A lean, mean, pollution-eating building!?

Most of the world is taking small steps to reduce energy consumption – such as changing to CFL light bulbs or Energy Star appliances, and perhaps installing a few solar panels.



However, one Hong Kong-based architecture firm has taken it about 1,001 steps further. Arguing that zero-impact is just not enough, 10 Design created a concept for the Indigo Tower which actually interacts with its surrounding environment to purify urban air using passive solar and nanotechnology.


We’re not saying that all those little steps toward energy efficiency are not noble and very necessary, but why not aim beyond zero-impact to actually create positive impact?

Buildings are huge energy and resource hogs – estimated by the Whole Building Design Guide to account for 39 percent of energy and 68 percent of electricity consumed in the United States. 

This also means they are responsible for a large amount of greenhouse gases and pollutants – 38 percent of the carbon dioxide, 49 percent of the sulfur dioxide and 25 percent of the nitrogen oxide found in our atmosphere. 



So if they’re making all this mess, why not find a way to design buildings that also clean up after themselves?

Looking to nature for inspiration, architects are slowly implementing components like green roofs, passive solar techniques and graywater systems to help integrate buildings into their surroundings for a mutually beneficial result.

Inspired by nature’s cleansing processes, 10 Design gave their high-rise Indigo Tower the power to pull dirt, grease and bacteria out of the air using a nano coating of titanium dioxide (TiO2) on the outer skin. TiO2 is a strong oxidation agent, so as sunlight hits the building, the chemical reaction neutralizes the toxins with only water and oxygen as byproducts. 

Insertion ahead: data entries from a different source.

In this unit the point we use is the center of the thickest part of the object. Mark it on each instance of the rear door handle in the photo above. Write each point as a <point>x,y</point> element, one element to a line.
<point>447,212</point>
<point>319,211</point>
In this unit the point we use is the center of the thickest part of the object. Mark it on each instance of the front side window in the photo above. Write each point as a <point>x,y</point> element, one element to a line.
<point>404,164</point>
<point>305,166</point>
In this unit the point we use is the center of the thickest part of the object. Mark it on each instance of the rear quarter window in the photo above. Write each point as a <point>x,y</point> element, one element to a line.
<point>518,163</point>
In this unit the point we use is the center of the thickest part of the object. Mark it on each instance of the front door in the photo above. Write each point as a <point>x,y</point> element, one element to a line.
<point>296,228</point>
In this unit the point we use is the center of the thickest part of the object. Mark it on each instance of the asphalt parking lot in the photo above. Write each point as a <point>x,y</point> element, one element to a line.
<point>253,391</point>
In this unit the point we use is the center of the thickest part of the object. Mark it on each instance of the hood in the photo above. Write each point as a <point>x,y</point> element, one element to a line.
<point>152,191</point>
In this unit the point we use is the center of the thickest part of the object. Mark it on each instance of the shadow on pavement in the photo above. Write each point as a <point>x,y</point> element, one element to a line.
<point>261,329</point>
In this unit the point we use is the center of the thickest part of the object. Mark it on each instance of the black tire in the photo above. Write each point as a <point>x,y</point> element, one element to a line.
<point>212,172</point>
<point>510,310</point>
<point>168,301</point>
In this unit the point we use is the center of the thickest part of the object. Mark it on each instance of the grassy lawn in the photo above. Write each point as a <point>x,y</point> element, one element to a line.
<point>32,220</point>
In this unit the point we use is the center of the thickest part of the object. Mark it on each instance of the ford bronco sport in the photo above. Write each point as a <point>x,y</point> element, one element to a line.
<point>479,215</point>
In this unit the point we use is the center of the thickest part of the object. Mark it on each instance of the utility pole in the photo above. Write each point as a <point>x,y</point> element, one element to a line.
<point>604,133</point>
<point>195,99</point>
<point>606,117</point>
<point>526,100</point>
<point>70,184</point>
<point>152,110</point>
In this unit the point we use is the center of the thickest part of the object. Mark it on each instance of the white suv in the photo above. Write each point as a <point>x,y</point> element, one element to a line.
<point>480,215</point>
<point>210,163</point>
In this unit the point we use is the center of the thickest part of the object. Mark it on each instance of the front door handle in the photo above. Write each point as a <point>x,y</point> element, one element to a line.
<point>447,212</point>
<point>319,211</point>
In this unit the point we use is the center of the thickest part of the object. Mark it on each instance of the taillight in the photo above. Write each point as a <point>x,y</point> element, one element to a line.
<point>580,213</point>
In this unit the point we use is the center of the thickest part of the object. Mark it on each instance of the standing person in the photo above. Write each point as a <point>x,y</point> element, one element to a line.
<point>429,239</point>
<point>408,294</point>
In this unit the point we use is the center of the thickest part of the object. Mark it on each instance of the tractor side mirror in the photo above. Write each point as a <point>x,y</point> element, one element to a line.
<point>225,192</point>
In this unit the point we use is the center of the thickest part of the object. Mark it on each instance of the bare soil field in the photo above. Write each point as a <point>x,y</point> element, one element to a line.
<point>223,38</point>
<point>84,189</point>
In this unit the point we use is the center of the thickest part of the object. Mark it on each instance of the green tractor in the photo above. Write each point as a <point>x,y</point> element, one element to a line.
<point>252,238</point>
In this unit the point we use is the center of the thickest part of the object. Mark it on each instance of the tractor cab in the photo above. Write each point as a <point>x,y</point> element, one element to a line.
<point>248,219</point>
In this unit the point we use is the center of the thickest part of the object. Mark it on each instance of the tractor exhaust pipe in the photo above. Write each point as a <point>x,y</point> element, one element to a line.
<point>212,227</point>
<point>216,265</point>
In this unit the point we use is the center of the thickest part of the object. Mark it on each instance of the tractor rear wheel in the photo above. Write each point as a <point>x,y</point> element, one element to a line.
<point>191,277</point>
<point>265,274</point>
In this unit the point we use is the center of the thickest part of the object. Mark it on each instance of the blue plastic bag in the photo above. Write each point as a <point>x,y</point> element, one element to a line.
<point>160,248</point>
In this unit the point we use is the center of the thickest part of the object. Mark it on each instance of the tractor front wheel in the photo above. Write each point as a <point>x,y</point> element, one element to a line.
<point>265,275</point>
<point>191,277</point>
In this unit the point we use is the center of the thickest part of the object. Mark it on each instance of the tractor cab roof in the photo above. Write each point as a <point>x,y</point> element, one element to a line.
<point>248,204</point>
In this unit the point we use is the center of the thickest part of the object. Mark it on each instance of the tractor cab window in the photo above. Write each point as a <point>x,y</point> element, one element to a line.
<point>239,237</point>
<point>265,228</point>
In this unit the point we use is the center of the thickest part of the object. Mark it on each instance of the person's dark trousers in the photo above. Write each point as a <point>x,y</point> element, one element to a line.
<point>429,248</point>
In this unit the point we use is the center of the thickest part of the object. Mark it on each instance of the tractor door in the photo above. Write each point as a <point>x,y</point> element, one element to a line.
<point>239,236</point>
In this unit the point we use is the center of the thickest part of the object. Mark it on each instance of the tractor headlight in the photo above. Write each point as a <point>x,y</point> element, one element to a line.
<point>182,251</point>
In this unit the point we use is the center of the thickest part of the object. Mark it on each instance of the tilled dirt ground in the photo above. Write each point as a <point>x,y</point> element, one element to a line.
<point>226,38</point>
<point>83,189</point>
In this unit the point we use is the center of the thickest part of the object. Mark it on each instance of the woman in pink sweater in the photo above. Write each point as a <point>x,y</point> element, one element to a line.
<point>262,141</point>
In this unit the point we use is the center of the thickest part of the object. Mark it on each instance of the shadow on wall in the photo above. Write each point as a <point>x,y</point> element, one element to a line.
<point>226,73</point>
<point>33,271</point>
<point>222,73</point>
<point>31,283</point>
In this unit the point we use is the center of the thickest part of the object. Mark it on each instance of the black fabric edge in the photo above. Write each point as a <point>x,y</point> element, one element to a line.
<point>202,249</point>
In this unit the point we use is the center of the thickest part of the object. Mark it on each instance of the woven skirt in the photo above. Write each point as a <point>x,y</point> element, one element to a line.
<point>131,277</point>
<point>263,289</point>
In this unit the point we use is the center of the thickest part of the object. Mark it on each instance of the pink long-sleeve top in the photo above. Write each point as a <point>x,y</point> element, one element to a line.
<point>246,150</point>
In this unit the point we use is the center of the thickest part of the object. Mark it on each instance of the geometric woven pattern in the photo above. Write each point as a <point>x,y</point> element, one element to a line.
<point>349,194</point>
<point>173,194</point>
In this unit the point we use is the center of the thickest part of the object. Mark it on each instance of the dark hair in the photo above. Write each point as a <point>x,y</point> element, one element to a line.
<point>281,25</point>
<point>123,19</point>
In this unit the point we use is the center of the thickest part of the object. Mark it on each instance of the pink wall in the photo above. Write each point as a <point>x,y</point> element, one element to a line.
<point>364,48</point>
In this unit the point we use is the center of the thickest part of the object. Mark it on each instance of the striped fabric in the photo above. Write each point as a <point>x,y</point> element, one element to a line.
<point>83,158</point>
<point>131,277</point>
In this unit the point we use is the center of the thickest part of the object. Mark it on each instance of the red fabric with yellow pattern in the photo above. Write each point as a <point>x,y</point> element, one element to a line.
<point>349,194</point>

During the day, the reaction would be powered by sunlight, and at night a series of ultraviolet lights powered by solar PV panels would continue the reaction and create the building’s signature indigo glow.

The building’s structural design is meant to optimize this cleansing process, with three separate bars to maximize the surface area for titanium dioxide and create more south-facing walls for maximum sun exposure. The structure also increases wind speed across the surface and creates cross ventilation to power vertical-axis wind turbines.

The building texture mimics the titanium dioxide molecule and naturally collects water, the chemical reaction’s byproduct, and slowly releases it as rainwater. The design team also gave building inhabitants a nice place to relax with gardens at regular intervals down the tower, with plants that filter graywater from the tower and drain down into a large pool around the base which acts as a heat sink to reduce the building’s heat island effect.

According to Design 10, if all the buildings in a city’s central district utilized this Indigo Tower design, air pollution could be reduced by up to 80 percent. While we may be a long way off from building just one, let alone multiples of this type of building, we do applaud that more and more designers are beginning to think about buildings that function as more than just a simple interior. 



As Indigo Tower designers Ted Givens and Benny Chow argue, “We are developing a building that moves beyond itself, and through an act of supererogation, attacks the more global conditions. One building can only have so much of an impact but a collective, that leads by examples and inspires other progressive green thinking, can truly make a difference.”